Quiet-running hybrid cars would appear to be no more dangerous to pedestrians than their petrol counterparts, according to new research by Queensland insurer RACQ.
The tests were undertaken in response to fears that the powertrains of hybrid vehicles such as the Toyota Prius are sometimes too quiet for unwary pedestrians to hear.
The concerns have prompted companies like Lotus and Nissan (for its Leaf electric vehicle) to develop audio systems that direct sounds ahead of the vehicle to warn pedestrians of its approach.
RACQ’s Steve Spalding said the study tested the ability of pedestrians to detect hybrid and petrol vehicles in real-world conditions, using hearing alone.
“Pedestrians rely heavily on hearing to varying degrees to identify the presence and speed of nearby vehicles,” he said.
“The results showed that while hybrid vehicles could be nearly silent, modern conventional engines are quiet enough that pedestrians have just as much difficulty detecting them in situations where there is traffic noise.
“Had the trial involved actual road crossings, many of the volunteers would have been struck by the cars.”
Carried out at a private course, the study used a series of recordings designed to replicate an urban traffic environment.
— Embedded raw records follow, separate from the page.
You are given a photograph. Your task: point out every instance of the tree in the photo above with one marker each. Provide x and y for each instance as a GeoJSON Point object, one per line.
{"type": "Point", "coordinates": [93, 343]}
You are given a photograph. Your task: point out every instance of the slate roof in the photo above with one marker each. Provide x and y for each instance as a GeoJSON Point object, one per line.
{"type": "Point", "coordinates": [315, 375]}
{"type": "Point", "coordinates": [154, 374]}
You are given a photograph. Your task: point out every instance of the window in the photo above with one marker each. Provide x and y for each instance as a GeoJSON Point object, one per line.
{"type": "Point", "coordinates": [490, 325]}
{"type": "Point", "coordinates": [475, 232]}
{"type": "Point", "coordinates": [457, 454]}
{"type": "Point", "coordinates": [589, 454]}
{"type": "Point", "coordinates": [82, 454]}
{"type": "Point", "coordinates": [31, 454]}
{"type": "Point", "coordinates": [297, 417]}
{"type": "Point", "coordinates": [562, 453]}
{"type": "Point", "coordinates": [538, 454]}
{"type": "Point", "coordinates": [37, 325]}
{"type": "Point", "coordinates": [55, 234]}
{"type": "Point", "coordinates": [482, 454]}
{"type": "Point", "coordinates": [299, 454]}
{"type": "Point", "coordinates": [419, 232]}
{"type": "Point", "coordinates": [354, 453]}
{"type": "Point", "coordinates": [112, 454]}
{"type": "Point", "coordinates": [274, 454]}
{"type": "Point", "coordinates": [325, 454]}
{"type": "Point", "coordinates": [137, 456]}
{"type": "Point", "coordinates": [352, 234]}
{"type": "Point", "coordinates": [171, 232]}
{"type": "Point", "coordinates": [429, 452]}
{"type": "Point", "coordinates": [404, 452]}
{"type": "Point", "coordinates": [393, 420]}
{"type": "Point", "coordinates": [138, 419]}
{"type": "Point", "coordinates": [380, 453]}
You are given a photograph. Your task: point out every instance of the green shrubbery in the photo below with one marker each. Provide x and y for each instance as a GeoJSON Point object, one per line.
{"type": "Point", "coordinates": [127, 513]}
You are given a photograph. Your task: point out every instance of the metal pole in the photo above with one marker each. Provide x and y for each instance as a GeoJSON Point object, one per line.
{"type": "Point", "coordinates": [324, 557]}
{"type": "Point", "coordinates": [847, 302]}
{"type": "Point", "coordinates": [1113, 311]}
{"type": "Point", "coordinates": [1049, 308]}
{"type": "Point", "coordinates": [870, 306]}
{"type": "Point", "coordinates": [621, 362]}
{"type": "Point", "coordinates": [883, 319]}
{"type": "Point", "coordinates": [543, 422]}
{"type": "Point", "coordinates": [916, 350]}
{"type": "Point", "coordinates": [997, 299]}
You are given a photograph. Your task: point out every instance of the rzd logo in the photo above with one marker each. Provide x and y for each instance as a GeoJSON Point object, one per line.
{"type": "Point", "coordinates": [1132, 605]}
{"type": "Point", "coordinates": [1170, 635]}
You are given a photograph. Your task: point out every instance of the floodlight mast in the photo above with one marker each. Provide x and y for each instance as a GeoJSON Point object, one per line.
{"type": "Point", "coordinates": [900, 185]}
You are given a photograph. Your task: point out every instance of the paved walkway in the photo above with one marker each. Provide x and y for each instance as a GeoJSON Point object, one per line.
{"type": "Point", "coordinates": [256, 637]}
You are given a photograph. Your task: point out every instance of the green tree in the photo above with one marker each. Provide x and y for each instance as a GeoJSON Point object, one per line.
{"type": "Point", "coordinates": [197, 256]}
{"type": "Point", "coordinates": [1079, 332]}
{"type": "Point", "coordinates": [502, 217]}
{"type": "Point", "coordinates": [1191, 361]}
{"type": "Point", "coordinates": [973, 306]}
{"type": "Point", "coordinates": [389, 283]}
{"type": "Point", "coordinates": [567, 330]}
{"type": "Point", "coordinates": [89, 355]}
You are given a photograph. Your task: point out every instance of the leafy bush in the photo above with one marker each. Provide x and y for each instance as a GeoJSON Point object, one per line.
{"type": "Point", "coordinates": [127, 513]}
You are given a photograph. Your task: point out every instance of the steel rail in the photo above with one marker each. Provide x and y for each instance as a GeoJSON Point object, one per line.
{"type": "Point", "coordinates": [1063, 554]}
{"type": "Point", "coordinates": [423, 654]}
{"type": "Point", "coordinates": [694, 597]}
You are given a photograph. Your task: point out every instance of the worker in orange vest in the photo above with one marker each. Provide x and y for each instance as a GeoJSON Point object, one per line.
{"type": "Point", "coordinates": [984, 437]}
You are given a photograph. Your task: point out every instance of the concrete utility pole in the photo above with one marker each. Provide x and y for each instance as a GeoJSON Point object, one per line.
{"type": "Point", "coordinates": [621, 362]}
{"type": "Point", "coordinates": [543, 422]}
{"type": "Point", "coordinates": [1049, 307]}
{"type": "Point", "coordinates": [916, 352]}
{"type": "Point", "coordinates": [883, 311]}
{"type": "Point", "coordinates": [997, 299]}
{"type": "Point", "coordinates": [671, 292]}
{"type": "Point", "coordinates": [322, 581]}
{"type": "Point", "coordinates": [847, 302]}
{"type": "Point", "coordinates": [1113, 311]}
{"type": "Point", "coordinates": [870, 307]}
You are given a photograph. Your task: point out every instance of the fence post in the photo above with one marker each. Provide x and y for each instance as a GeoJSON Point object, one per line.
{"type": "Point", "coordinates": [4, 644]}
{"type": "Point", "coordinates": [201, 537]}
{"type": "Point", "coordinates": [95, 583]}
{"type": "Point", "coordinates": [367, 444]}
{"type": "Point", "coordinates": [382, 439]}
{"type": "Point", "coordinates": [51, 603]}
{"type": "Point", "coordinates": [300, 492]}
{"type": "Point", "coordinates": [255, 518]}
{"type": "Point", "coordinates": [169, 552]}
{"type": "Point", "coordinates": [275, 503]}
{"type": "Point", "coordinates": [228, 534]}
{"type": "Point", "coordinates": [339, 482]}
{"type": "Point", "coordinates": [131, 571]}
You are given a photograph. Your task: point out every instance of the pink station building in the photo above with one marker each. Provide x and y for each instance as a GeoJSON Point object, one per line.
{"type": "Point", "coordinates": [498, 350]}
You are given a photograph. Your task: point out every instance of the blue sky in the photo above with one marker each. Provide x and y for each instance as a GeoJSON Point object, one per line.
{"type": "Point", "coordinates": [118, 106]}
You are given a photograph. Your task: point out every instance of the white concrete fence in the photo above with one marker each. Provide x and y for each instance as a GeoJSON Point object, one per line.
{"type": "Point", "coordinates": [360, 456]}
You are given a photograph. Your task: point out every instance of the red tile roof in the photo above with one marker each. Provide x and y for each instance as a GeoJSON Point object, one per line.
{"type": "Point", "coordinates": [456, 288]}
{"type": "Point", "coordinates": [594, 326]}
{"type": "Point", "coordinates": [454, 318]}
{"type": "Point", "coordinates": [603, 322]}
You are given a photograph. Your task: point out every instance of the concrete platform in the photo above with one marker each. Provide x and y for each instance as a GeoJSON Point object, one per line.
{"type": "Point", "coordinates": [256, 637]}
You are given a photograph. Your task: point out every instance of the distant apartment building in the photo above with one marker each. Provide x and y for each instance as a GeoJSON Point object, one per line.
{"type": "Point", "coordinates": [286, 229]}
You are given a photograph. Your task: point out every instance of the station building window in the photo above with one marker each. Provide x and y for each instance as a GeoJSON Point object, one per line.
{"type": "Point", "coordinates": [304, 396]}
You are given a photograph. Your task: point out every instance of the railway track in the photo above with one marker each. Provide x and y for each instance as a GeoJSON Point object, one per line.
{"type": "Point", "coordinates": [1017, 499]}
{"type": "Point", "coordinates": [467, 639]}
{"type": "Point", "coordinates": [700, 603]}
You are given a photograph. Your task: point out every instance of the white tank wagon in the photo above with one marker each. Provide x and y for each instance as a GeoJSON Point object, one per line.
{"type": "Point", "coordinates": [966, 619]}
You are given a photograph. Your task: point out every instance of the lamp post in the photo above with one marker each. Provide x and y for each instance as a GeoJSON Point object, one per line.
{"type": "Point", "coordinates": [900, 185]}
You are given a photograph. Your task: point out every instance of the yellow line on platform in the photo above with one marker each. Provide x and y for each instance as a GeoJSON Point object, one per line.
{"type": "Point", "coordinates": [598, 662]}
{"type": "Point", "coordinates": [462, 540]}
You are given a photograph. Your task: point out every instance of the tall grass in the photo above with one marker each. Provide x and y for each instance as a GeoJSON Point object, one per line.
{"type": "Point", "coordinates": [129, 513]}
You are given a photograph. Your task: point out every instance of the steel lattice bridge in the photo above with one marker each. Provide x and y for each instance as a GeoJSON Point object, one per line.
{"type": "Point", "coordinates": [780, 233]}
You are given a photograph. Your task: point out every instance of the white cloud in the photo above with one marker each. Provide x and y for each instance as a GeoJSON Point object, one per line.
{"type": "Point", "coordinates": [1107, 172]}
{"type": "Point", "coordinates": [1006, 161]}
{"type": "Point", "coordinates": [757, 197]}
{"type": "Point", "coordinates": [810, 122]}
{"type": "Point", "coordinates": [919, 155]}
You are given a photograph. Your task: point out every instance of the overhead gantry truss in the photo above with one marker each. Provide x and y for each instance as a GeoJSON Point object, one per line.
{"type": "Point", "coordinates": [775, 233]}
With both blind and sighted but blind-folded volunteers, tests were conducted at speeds of 10, 20 and 60km/h to capture the hybrid and petrol engines in different stages of operation.
“The research found that 40 percent of volunteers failed to detect vehicles travelling at 60 kilometres per hour in time to avoid a collision," Mr Spalding said.
RACQ has not specified which hybrid- and conventionally-powered vehicles were used in the tests.